I'm currently brainstorming an idea and trying to figure out what are the missing pieces or a better way to solve this problem.
Assume I have a product that customers can embed on their website. My end goal is to build a dashboard on my website showing relevant analytics (such as page load, click, custom events) to my customer.
I separated this feature into 2 parts:
collection of data
We can collect data from 2 sources:
Embed of https://my-bucket/$customerId/product.json
- CloudFront Logs -> S3 -> Kinesis Data Streams -> Kinesis Data Firehose -> S3
Http request POST /collect to collect an event
- ApiGateway end point -> Lambda -> Kinesis Data Firehose -> S3
access of data
My dashboard will be calling GET /analytics?event=click&from=...&to=...&productId=...

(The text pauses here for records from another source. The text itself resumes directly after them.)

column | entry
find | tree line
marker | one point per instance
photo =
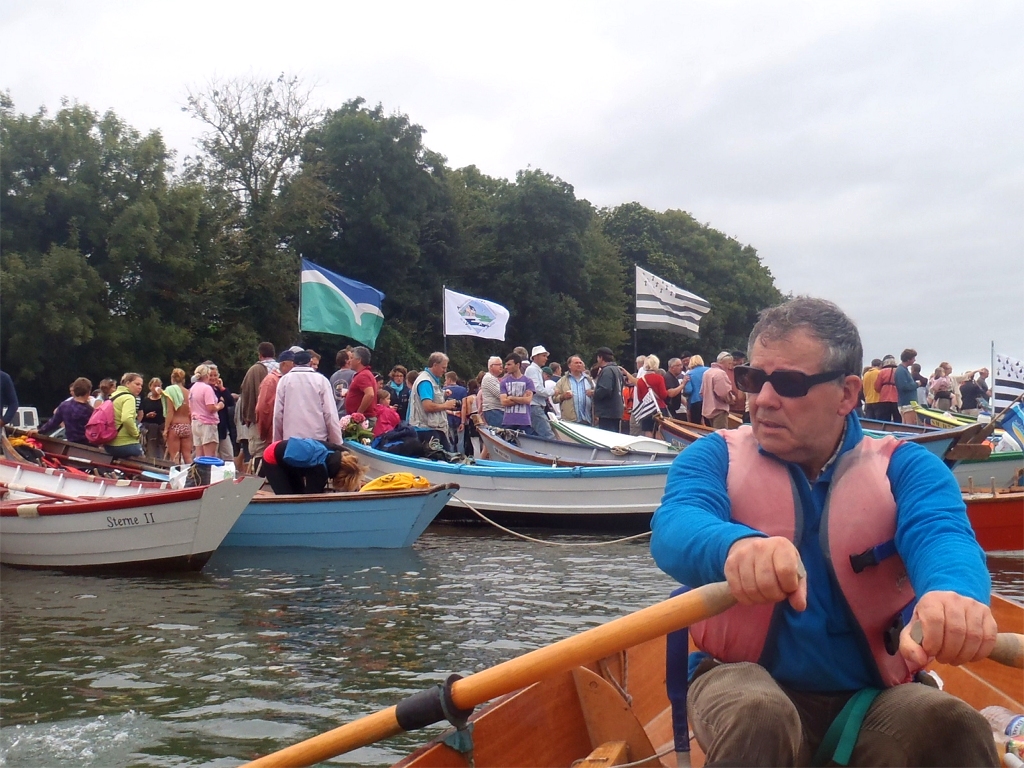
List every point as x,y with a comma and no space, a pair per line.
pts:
113,259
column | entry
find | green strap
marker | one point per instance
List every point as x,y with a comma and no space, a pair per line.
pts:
842,735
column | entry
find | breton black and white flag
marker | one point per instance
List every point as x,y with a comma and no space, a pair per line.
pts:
664,306
1008,381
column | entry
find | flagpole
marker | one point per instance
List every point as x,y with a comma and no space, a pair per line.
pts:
991,381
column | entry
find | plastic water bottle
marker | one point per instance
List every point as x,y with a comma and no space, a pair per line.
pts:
1004,721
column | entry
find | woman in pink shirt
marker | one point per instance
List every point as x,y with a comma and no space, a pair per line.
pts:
205,407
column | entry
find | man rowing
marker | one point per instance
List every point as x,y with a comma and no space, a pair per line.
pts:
882,530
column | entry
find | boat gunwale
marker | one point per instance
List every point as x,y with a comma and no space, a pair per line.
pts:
503,469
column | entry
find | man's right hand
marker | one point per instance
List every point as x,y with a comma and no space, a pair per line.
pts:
766,570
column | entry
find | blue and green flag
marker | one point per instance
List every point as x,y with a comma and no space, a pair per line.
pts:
332,304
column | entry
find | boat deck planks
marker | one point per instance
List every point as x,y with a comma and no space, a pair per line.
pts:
546,724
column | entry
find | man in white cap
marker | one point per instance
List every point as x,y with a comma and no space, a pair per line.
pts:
538,408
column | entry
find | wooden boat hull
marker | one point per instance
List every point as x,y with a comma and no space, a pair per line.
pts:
86,456
623,697
997,519
620,498
680,433
161,529
385,519
536,451
1003,470
388,519
603,438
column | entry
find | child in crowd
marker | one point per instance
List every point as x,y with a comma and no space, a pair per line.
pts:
387,417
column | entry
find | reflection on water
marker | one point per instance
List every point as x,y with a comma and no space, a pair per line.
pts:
265,648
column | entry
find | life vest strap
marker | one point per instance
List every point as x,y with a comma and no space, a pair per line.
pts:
872,556
842,734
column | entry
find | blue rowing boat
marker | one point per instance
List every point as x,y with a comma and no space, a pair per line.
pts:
381,519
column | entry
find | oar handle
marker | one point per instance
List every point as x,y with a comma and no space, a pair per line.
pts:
1009,649
644,625
38,492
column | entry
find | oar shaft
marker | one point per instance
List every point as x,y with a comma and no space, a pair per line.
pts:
634,629
344,738
1009,649
38,492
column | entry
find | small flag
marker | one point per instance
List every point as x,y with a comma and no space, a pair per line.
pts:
664,306
332,304
1008,383
467,315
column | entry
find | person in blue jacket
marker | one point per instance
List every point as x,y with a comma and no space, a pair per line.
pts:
300,465
816,658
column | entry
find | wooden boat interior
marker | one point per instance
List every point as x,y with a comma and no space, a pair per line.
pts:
616,710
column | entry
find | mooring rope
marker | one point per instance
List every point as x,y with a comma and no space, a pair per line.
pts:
486,519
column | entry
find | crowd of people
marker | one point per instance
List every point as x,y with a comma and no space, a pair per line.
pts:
809,639
287,395
891,389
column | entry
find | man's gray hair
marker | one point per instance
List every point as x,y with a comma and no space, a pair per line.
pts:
822,320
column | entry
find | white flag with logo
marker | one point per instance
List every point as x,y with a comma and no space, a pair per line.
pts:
468,315
1008,383
664,306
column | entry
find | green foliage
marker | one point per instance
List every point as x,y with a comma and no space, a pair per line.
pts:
109,262
702,260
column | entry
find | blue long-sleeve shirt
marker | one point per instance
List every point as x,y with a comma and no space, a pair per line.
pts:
817,649
8,398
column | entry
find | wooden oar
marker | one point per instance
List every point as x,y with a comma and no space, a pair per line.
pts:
39,492
1009,648
466,693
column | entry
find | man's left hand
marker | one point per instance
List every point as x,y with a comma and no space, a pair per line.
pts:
954,630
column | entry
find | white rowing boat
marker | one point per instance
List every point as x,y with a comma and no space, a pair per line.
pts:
127,526
623,497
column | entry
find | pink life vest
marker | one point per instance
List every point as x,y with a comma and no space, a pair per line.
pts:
859,513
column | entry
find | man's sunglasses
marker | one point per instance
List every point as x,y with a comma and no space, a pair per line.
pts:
785,383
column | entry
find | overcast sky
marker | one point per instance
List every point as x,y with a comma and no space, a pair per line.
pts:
871,153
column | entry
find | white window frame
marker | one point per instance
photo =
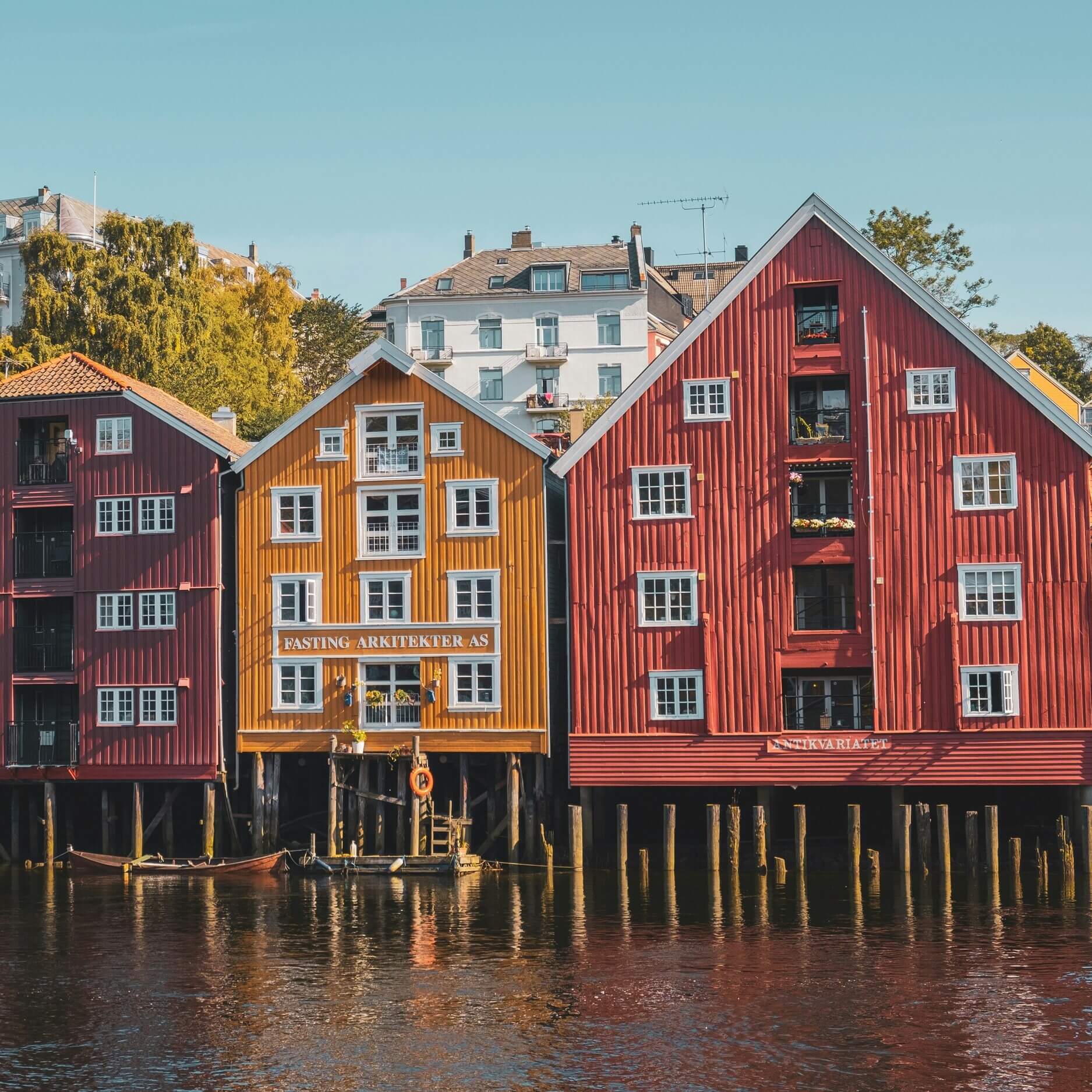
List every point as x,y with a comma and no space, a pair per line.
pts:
931,407
157,500
635,503
115,721
964,570
277,493
700,690
341,455
157,607
688,413
296,664
1012,700
434,435
112,505
472,484
471,707
391,490
645,576
454,577
958,463
112,423
387,576
114,598
314,594
161,692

The first part is straight forward:
- ApiGateWay route -> Lambda
The struggling part: How can I have my Lambda accessing data at the moment stored on S3?

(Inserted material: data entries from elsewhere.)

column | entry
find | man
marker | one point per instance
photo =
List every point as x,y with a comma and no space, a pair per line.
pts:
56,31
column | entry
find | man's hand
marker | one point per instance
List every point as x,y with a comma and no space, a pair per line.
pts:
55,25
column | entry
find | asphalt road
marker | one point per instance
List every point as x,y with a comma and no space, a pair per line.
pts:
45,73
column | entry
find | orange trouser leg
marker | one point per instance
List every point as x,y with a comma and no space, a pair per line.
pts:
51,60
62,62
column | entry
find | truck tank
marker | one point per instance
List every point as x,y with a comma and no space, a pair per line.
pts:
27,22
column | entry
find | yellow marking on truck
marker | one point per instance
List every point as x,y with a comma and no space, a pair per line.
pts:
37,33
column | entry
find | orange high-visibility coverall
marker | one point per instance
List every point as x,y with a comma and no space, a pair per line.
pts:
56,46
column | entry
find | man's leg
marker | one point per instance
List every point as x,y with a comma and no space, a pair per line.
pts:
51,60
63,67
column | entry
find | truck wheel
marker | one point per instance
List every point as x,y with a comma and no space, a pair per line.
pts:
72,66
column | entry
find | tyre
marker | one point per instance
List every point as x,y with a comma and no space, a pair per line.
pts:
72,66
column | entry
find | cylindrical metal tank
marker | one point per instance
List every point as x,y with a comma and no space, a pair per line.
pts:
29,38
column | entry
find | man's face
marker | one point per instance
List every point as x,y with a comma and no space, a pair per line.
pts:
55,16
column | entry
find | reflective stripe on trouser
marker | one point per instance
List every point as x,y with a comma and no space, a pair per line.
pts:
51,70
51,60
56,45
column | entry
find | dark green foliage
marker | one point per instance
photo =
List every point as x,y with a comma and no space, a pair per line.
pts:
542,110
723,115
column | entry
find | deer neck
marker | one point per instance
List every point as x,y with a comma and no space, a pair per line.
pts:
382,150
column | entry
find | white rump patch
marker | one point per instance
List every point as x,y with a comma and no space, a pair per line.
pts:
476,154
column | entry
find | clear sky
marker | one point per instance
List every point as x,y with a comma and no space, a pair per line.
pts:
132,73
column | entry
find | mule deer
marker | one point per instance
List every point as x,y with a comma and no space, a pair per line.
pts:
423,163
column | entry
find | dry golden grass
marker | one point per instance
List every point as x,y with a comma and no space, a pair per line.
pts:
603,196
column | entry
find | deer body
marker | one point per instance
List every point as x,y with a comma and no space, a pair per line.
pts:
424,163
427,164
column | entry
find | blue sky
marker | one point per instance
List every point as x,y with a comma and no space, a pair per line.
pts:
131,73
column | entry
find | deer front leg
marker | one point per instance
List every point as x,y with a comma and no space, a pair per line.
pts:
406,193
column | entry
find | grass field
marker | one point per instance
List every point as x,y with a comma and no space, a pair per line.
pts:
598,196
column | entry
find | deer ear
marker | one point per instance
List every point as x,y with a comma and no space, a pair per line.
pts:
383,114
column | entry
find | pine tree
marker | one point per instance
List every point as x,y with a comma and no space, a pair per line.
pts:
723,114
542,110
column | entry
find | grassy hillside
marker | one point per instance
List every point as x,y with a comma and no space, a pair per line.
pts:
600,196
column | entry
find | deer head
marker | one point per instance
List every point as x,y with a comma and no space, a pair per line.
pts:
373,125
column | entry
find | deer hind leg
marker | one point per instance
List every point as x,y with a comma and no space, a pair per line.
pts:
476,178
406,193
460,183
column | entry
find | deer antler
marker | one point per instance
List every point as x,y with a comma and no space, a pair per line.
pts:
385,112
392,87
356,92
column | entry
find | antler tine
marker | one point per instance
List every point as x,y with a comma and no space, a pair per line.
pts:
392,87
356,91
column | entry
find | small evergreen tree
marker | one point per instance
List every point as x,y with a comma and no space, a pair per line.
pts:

So far, I have evaluated this options:
- S3 Glue -> Athena: Athena is not a high availability service. To my understand, some requests could take minutes to execute. I need something that is fast and snappy.

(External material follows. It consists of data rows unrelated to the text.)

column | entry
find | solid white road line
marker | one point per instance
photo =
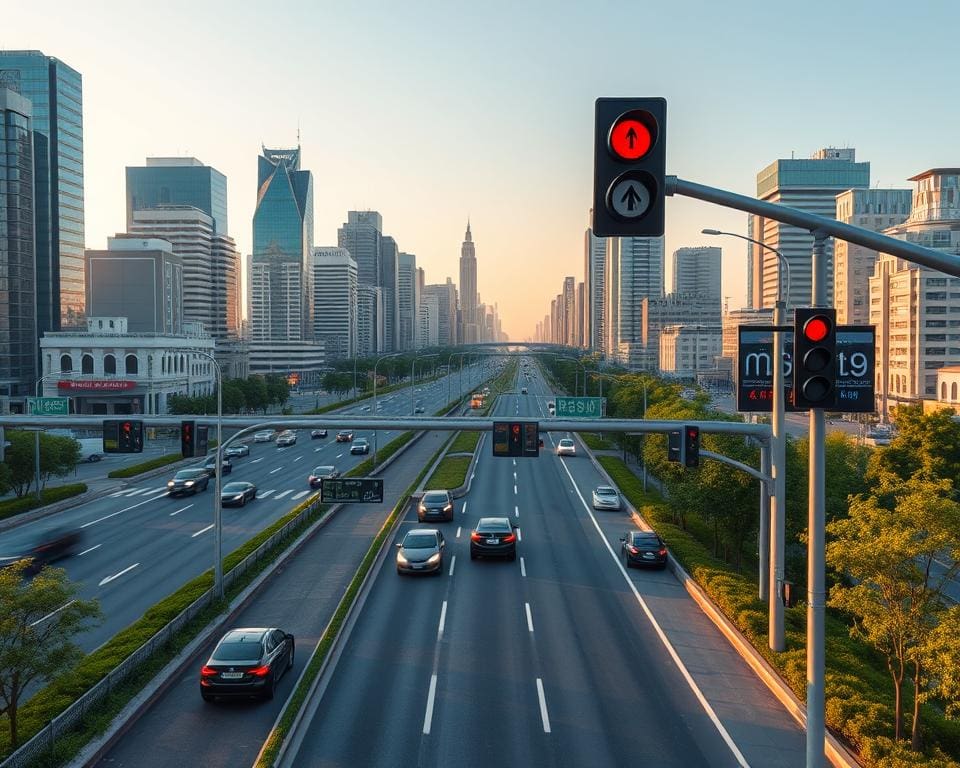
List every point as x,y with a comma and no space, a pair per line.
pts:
108,579
202,530
53,613
543,706
728,740
443,619
428,715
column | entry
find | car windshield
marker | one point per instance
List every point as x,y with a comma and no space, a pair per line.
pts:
236,651
419,540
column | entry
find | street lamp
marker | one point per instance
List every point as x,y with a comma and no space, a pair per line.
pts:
772,542
218,469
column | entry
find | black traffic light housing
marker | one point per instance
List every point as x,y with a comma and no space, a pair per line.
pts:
690,448
629,167
814,358
122,436
516,438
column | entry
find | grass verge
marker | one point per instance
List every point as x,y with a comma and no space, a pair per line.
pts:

- Kinesis Data Firehose -> DynamoDB: It is difficult to filter and sort on DynamoDB. I'm afraid that the high volume of analytics will slow it down and make it unpractical.
- QuickSight: It doesn't expose an SQL way to get data
- Kinesis Analytics: It doesn't expose an SQL way to get data
- Amazon OpenSearch Service: Feels overkill (?)
- Redshift: Looking into it next
I'm most probably misnaming what I'm trying to do as I can't seem to find any relevant help to solve this problem I would think must be quite common.